The procedural nature of the Substance 3D tools allows for quick changes of parameters and rapid viewing and deciding on design intent. The flexibility of this workflow not only saves time and money, but also boosts the creative potential of designers. Play around with varied materials, whether created from scratch or from existing material libraries, such as our own curated Substance 3D Assets library. The potential variations are limitless.

Jean-François Bozec is known for his work with Apple and Bose, and with this “Obsidian Watch” concept, he pushed the boundaries of 3D creation to embrace its full potential. Would you be able to tell if these images are 3D renders or real photographs?
Answer: they were all 3D renders!

E-commerce & Marketing

This brings us to the increasing need for brands to create marketing content, whether it be still images, animations, or interactive web experiences. Presenting your products in the best way is necessary for all product brands. The physically-based materials in the Substance 3D tools greatly help brands create convincing, photo-realistic content.

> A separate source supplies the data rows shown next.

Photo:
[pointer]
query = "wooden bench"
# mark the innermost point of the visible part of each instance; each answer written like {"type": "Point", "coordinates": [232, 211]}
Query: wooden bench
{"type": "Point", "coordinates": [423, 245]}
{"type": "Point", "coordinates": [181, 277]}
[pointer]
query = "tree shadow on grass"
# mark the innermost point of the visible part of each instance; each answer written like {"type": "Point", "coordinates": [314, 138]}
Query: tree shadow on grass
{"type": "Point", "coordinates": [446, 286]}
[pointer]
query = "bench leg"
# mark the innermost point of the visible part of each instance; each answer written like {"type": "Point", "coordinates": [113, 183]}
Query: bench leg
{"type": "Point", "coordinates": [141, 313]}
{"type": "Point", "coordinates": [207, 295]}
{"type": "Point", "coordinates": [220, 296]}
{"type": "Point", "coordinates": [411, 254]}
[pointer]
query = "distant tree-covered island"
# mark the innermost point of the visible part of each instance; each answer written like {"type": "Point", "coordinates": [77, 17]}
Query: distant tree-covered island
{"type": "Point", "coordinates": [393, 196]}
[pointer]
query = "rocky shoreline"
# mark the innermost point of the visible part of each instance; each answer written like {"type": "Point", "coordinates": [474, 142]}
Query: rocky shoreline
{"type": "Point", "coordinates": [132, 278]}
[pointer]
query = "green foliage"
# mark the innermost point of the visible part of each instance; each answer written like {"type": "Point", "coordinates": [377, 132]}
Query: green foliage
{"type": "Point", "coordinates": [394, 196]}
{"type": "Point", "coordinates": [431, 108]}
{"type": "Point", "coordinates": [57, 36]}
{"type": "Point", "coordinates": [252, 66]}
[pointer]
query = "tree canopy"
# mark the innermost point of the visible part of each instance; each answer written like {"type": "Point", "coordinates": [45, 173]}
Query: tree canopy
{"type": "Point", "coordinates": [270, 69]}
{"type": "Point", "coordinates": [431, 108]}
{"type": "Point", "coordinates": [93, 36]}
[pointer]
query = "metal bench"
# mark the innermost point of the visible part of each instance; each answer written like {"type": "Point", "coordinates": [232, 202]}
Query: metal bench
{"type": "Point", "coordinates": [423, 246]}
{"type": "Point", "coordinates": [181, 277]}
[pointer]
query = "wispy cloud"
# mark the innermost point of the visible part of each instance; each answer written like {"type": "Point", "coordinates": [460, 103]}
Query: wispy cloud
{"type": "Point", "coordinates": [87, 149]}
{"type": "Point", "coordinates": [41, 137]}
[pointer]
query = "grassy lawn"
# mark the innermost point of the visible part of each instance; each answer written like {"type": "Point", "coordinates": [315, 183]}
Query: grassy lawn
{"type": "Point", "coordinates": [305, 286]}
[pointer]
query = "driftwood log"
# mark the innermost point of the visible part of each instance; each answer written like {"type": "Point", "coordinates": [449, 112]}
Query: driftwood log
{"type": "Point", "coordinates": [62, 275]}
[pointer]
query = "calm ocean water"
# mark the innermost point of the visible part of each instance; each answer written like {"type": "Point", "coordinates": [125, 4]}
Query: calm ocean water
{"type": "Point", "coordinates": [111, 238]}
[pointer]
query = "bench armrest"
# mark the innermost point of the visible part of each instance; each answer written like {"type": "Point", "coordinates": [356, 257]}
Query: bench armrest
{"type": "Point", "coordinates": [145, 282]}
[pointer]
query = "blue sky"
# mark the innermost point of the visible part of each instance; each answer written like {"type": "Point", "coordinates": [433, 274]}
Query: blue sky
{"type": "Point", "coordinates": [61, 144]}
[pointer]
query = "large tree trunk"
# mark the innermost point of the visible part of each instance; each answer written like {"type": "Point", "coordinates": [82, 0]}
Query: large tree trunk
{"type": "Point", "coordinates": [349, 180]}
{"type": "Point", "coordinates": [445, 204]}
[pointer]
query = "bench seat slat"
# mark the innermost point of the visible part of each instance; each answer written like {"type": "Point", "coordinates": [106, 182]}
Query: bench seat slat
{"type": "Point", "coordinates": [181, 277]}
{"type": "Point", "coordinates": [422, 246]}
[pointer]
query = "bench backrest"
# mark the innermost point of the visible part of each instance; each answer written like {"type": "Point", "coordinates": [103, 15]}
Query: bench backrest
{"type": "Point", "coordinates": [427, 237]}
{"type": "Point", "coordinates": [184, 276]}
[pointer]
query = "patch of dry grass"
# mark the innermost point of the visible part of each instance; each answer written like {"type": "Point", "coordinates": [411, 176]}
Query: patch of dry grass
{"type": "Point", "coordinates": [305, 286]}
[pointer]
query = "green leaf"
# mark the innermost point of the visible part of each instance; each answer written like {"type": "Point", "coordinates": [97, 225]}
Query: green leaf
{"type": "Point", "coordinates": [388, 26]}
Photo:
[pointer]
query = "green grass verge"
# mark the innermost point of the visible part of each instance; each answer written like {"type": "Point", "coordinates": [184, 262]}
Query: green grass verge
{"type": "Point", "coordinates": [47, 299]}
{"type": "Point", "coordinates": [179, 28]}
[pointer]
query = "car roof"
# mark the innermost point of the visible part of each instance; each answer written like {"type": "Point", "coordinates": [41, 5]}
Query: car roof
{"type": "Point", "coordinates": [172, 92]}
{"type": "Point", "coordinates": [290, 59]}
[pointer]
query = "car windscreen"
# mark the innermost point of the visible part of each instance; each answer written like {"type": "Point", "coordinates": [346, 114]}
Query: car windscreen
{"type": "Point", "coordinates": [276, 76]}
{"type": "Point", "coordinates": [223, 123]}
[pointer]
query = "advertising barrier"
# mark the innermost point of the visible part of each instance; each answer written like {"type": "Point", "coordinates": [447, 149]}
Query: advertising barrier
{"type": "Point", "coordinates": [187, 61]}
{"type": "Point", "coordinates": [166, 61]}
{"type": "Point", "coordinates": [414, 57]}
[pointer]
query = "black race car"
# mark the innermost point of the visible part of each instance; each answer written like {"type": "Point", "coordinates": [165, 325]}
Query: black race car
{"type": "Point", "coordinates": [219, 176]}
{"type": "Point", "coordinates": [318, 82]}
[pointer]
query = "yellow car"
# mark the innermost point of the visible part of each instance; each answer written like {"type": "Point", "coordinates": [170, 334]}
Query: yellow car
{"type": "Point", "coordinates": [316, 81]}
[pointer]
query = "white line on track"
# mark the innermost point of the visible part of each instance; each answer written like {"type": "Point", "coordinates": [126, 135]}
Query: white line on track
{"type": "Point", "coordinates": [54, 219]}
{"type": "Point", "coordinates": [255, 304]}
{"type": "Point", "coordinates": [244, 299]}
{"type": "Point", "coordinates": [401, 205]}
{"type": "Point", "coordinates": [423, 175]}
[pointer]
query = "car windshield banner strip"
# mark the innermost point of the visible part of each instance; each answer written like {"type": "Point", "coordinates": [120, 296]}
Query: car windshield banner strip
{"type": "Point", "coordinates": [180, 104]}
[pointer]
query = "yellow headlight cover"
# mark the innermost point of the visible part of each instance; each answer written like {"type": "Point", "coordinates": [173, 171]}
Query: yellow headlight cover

We can see a first example here with Bose, who created an internal team of 3D visualizers. They modeled and textured the new Bose gaming headset, which was used to create beautiful renders and a cool clip for its launch.

Images courtesy of Bose
Some brands need to contextualize their products within specific settings. Creating these on real sets is very time-consuming, costs a lot of money, and once the shoot is over, there’s no going back. Virtual sets allow brands to stage 3D assets of their products as if for a real photoshoot. Except that the process is much quicker, less costly, and allows for changes anytime.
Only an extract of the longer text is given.